Because, you see, Wentworth has been accessible. Yes, the current £15,000 joining fee for full membership is more than 16 times what England Golf figures suggest is the national average.
Yes, the £8,388 full-membership fees were among the most expensive in England. But you could be a social member for £468 a year and no joining fee.
“The mix is fantastic,” said Mr Fleming, 58, a dental surgeon. “From all walks of life, couldn’t care less how you made the money.”
“I would hate,” said Andrea Tenconi, an associate partner in an asset management firm, “For this to be perceived as a fight between the well-off and the more well-off, the rich versus the super-rich.”
It would indeed be most unfair to describe this as the haves manning the barricades against the have-mores.
After all, you don’t need barricades when you own the roads.

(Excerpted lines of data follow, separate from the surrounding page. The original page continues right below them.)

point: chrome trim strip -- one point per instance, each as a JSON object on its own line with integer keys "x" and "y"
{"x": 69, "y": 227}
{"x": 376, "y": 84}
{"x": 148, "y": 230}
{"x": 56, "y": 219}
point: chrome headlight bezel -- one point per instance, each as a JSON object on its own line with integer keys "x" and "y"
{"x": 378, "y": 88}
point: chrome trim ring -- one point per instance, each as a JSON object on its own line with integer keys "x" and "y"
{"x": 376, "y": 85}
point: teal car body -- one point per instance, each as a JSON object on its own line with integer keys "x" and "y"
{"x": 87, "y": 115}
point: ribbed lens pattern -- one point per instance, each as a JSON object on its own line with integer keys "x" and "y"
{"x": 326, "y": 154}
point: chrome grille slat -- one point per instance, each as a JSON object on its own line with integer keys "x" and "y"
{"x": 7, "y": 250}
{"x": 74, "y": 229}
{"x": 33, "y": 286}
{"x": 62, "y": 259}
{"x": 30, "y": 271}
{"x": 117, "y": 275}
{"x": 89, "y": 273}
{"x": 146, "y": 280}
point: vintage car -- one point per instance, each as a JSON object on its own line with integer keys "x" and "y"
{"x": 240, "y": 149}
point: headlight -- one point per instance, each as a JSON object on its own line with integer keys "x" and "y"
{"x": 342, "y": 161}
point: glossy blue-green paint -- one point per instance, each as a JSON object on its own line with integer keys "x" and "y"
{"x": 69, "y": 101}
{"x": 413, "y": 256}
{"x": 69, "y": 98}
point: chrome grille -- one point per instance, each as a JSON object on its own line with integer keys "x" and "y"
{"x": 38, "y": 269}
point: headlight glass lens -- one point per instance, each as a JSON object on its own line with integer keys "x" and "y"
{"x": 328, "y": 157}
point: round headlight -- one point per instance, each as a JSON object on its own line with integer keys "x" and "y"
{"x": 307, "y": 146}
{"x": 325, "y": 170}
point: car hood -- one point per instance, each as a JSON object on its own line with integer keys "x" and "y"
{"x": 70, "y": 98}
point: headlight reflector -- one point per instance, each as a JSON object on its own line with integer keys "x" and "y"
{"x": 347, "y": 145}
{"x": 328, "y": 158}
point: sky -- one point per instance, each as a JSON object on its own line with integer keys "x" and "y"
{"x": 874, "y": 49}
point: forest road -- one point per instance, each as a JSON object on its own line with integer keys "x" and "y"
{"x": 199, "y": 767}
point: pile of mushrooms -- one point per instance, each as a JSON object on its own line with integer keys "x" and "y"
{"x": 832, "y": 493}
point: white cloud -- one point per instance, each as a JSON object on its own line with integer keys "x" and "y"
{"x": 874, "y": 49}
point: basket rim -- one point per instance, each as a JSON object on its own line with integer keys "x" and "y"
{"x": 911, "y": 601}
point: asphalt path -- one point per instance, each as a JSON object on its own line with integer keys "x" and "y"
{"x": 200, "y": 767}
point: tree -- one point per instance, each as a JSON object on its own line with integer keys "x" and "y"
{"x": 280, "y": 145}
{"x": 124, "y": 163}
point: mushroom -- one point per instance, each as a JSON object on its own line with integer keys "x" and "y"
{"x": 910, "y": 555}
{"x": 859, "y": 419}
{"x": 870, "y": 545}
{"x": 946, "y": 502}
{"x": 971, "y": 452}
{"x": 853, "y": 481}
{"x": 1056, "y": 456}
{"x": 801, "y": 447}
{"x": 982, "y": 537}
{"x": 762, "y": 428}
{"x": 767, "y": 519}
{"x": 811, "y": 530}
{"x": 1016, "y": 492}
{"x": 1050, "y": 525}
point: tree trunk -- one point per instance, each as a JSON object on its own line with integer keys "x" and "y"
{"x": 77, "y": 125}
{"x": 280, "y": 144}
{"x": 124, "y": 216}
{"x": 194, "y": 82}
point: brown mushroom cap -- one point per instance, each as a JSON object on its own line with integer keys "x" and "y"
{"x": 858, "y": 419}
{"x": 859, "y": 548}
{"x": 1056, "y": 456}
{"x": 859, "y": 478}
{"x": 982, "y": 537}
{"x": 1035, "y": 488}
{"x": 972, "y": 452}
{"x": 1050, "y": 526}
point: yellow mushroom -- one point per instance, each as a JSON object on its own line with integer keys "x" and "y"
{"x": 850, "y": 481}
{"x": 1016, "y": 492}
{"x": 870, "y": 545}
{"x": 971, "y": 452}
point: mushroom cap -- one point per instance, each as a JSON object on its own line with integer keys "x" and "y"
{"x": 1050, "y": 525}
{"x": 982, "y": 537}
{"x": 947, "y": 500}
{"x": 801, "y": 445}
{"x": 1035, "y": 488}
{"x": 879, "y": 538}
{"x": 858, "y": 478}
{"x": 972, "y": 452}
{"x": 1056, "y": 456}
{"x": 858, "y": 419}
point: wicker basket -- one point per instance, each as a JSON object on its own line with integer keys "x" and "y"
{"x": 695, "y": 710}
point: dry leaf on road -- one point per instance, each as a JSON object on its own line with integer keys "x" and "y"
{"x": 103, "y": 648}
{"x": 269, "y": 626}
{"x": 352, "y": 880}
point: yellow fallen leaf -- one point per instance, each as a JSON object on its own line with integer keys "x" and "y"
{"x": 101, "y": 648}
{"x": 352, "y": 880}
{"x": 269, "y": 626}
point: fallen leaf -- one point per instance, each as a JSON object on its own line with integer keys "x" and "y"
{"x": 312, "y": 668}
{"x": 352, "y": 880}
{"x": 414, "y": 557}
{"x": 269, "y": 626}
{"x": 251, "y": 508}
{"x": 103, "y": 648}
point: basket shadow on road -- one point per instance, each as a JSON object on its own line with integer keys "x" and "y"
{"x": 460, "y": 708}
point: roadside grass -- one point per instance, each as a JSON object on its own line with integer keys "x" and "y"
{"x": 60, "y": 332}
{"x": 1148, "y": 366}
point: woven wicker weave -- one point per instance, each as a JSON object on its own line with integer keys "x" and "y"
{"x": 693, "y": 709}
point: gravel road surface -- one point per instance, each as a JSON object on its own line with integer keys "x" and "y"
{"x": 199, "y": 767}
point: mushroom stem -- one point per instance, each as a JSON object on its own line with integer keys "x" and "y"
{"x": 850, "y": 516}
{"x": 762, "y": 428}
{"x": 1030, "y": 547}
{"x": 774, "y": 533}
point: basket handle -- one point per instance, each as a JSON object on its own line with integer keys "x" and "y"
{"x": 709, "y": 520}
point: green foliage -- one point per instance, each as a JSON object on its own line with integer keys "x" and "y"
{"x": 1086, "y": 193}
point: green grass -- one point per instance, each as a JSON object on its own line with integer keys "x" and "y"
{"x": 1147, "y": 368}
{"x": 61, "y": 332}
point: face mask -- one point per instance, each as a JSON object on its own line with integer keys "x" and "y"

Which, thanks to the highly unusual Wentworth Estate Act 1964, the residents do.
So, said Mr Moss, they were perfectly placed to break with custom and veto the usual road closures for this May’s PGA Championship at Wentworth, the flagship event of golf’s European tour.
They might also deploy the Surrey commuter belt version of work to rule: rigorously enforcing estate rules banning publicity banners, even those of tournament sponsors BMW.
“Absolutely,” said Mr Moss. “It’s non-collaboration.” And in such struggles, comrade, there can be no collaborators.
Although Wentworth chief executive Stephen Gibson seemed to disagree. He issued a statement: “I don’t think the estate residents are the type who would be prepared to obstruct such a celebrated event.”
There was also a club statement: “It is extremely important for us to be an integrated part of the community, [so] we have been liaising closely with our members and the Wentworth Residents’ Association.
“We [deny] that changes would turn the club into a ‘ghost town’. Our ambition is to become a family club where memberships are passed down through generations.”
A £20m revamp of the golf courses was, apparently, just the start: “Our vision is to make Wentworth the world’s premier private golf and country club. The club has listened to member feedback.”
The Wentworth Resistance remained unappeased. Even if people thought they were privileged, said Mr Fleming, “Does privilege rule out the right to fair play?”